According to the Insurance Information Institute, keep the following in mind:
- Take a look at the company’s policies and procedures before getting a price quote from an insurer. The more effective the policies and procedures that are in place, the less risky the company appears to the insurer.
- Be careful about hiring workers with histories of drug or alcohol abuse.
- Instate tough, zero-tolerance policies toward workplace harassment, discrimination and the abuse of drugs and/or alcohol.
- Develop an employee-standards handbook that defines the skills and performance you expect for each position.
- Measure an employee’s performance on a regular basis.
- Shop around for the best price.
Why do most insurance carriers conduct an ‘audit’ before providing coverage?
Because the insurer wants to assess your risks as a customer. When an insurance carrier initiates the fact-finding process—sometimes referred to as an "audit"— it will ask HR for details about the company’s demographics, downsizing history or plans, hiring, training, promotion and termination practices, grievance procedures, history of claims and total dollar loss history. Most companies see this process as a positive opportunity to review or develop clearer policies and practices.
What do insurers look at to determine which companies are high-risk employers?
McKeon says that management of employment-related risks requires a disciplined and thoughtful process. To an insurer, a high-risk employer would answer ‘yes’ to one or more of the following questions:
- Is the organization highly decentralized, with significant autonomy over employment policies and activities delegated to local operating units?
- Do operating executives exercise authority over employment activities with little HR involvement?
- Are employee performance reviews neglected or delayed?
- Has the HR function experienced significant turnover?
- Do personnel files lack critical documentation relating to hiring, performance evaluation and termination?

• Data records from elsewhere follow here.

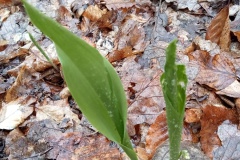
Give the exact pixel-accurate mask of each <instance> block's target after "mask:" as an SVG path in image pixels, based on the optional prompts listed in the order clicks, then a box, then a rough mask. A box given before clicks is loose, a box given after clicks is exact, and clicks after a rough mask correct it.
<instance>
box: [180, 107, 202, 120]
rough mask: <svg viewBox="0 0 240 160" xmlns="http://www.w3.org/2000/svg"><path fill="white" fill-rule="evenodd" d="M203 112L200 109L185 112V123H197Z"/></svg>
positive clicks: (194, 109)
mask: <svg viewBox="0 0 240 160" xmlns="http://www.w3.org/2000/svg"><path fill="white" fill-rule="evenodd" d="M201 116H202V111H201V109H200V108H190V109H187V110H186V111H185V120H184V121H185V122H187V123H196V122H199V121H200V118H201Z"/></svg>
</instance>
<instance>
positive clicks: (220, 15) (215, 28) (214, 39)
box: [205, 6, 230, 49]
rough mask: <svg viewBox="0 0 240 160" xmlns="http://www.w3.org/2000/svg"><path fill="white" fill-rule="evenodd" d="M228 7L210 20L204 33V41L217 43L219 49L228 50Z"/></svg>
mask: <svg viewBox="0 0 240 160" xmlns="http://www.w3.org/2000/svg"><path fill="white" fill-rule="evenodd" d="M229 21H230V20H229V6H226V7H225V8H223V9H222V10H221V11H220V12H219V13H218V14H217V16H216V17H215V18H214V19H213V20H212V22H211V24H210V25H209V27H208V29H207V33H206V37H205V39H206V40H210V41H212V42H214V43H217V44H218V45H219V46H220V48H221V49H229V46H230V22H229Z"/></svg>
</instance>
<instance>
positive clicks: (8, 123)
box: [0, 97, 36, 130]
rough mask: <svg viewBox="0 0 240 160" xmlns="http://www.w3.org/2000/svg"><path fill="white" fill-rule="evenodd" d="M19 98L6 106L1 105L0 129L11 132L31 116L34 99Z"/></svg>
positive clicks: (7, 104) (11, 102)
mask: <svg viewBox="0 0 240 160" xmlns="http://www.w3.org/2000/svg"><path fill="white" fill-rule="evenodd" d="M25 98H26V97H21V98H18V99H17V100H15V101H12V102H10V103H8V104H3V105H2V109H1V112H0V129H6V130H12V129H14V128H16V127H17V126H18V125H20V124H21V123H23V122H24V120H25V119H26V118H27V117H28V116H29V115H31V114H32V112H33V107H31V106H29V105H30V104H31V103H33V102H35V101H36V99H34V98H32V99H31V98H27V99H25Z"/></svg>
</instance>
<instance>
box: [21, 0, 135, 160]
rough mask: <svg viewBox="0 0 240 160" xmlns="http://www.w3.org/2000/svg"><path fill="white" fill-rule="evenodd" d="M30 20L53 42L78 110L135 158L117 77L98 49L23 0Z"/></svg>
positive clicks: (119, 87) (91, 123)
mask: <svg viewBox="0 0 240 160" xmlns="http://www.w3.org/2000/svg"><path fill="white" fill-rule="evenodd" d="M23 4H24V7H25V9H26V12H27V14H28V16H29V17H30V19H31V22H32V23H33V24H34V25H35V26H36V27H37V28H39V29H40V30H41V31H42V32H43V33H44V34H45V35H46V36H48V37H49V38H50V39H51V40H52V41H53V42H54V44H55V47H56V50H57V54H58V57H59V60H60V62H61V65H62V69H63V75H64V79H65V81H66V83H67V86H68V88H69V90H70V92H71V94H72V96H73V98H74V100H75V101H76V102H77V104H78V106H79V107H80V110H81V111H82V113H83V114H84V115H85V116H86V118H87V119H88V120H89V122H90V123H91V124H92V125H93V126H94V127H95V128H96V129H97V130H98V131H99V132H101V133H102V134H103V135H105V136H106V137H107V138H108V139H110V140H112V141H114V142H116V143H118V144H119V145H120V146H121V147H122V149H123V150H124V151H125V152H126V154H127V155H128V156H129V157H130V158H131V159H132V160H137V156H136V153H135V152H134V150H133V148H132V145H131V142H130V138H129V136H128V133H127V130H126V121H127V101H126V97H125V93H124V90H123V86H122V84H121V81H120V78H119V77H118V75H117V73H116V72H115V70H114V68H113V67H112V65H111V64H110V63H109V62H108V60H106V59H105V58H104V57H102V56H101V55H100V54H99V52H98V51H97V50H96V49H95V48H93V47H91V46H90V45H89V44H87V43H86V42H84V41H83V40H81V39H80V38H78V37H77V36H76V35H74V34H73V33H71V32H70V31H68V30H67V29H65V28H64V27H62V26H61V25H60V24H58V23H57V22H56V21H54V20H52V19H50V18H49V17H47V16H45V15H44V14H42V13H40V12H39V11H38V10H37V9H35V8H34V7H33V6H31V5H30V4H29V3H27V1H26V0H23Z"/></svg>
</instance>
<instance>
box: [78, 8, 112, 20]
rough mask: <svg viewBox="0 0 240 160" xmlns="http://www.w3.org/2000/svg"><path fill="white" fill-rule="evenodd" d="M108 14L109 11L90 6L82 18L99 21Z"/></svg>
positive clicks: (89, 19) (82, 15)
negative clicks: (86, 17)
mask: <svg viewBox="0 0 240 160" xmlns="http://www.w3.org/2000/svg"><path fill="white" fill-rule="evenodd" d="M106 12H107V10H106V9H105V10H101V9H100V8H99V7H98V6H97V5H95V6H93V5H90V6H88V8H87V9H86V10H85V11H84V12H83V14H82V16H84V17H87V18H88V19H89V20H90V21H93V22H95V21H97V20H98V19H99V18H101V17H102V15H104V14H105V13H106Z"/></svg>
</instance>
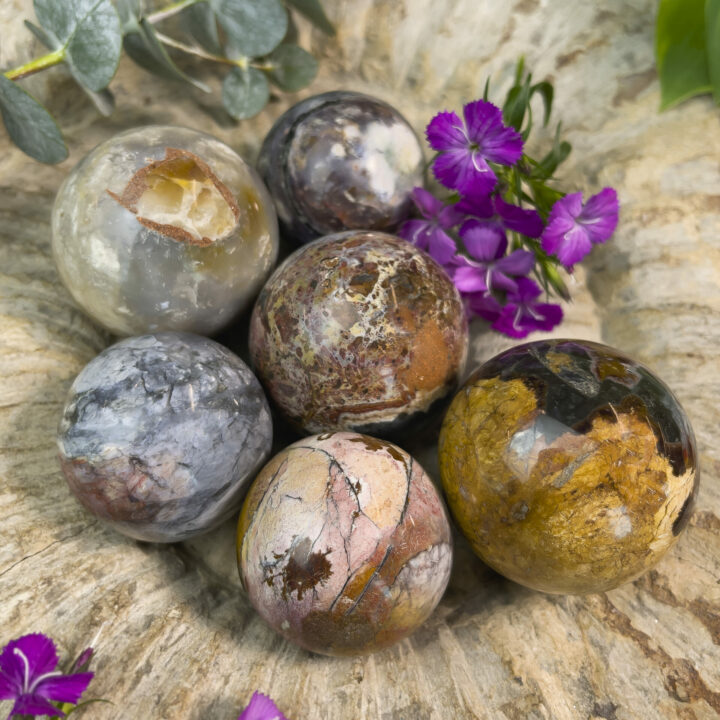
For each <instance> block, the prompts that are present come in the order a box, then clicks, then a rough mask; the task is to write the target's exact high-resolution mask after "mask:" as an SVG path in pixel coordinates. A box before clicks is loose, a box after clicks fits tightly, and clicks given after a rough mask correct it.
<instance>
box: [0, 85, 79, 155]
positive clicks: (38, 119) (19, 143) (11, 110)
mask: <svg viewBox="0 0 720 720" xmlns="http://www.w3.org/2000/svg"><path fill="white" fill-rule="evenodd" d="M0 113H2V118H3V121H4V122H5V127H6V128H7V131H8V135H10V138H11V139H12V141H13V142H14V143H15V144H16V145H17V146H18V147H19V148H20V149H21V150H22V151H23V152H24V153H26V154H27V155H29V156H30V157H32V158H35V160H39V161H40V162H44V163H52V164H54V163H58V162H62V161H63V160H64V159H65V158H66V157H67V148H66V147H65V142H64V141H63V138H62V135H61V134H60V130H59V128H58V126H57V124H56V123H55V121H54V120H53V118H52V116H51V115H50V113H49V112H48V111H47V110H46V109H45V108H44V107H43V106H42V105H41V104H40V103H39V102H38V101H37V100H35V98H34V97H32V96H31V95H28V93H26V92H25V91H24V90H23V89H22V88H21V87H19V86H18V85H17V84H16V83H14V82H13V81H12V80H8V79H7V78H6V77H5V76H4V75H3V74H2V73H0Z"/></svg>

Once this insurance is purchased, should employees be told about the company’s EPLI coverage?
Absolutely not, according to one former risk manager of a Fortune 500 company—making it public knowledge would open Pandora’s box. Only a few of the key senior-level executives should know about it besides, of course, the senior HR leader who is critical to the fact-finding process.
Will EPLI diminish employers’ commitment to sexual harassment and other discrimination prevention programs?
Hopefully not. Several working women’s advocacy groups have expressed some concern that it may, yet HR and risk managers should know better. EPLI is no substitute for discrimination prevention strategies. Insurance coverage helps to defray costs, but companies that win or lose a lawsuit suffer long term because of time lost, loss of shareholder confidence, lowered employee morale, visibility in the media and damaged customer relations.
Says McClure: "Every employer should make sure that it has taken the necessary steps to reduce its exposure to [sexual harassment] liability. Adopt a policy and educate both supervisors and employees about the issues." Undertaking an aggressive and proactive approach will go a long way toward protecting your company’s assets—and reputation.Workforce, October 1998, VOl. 77, No. 10, pp. 45-50.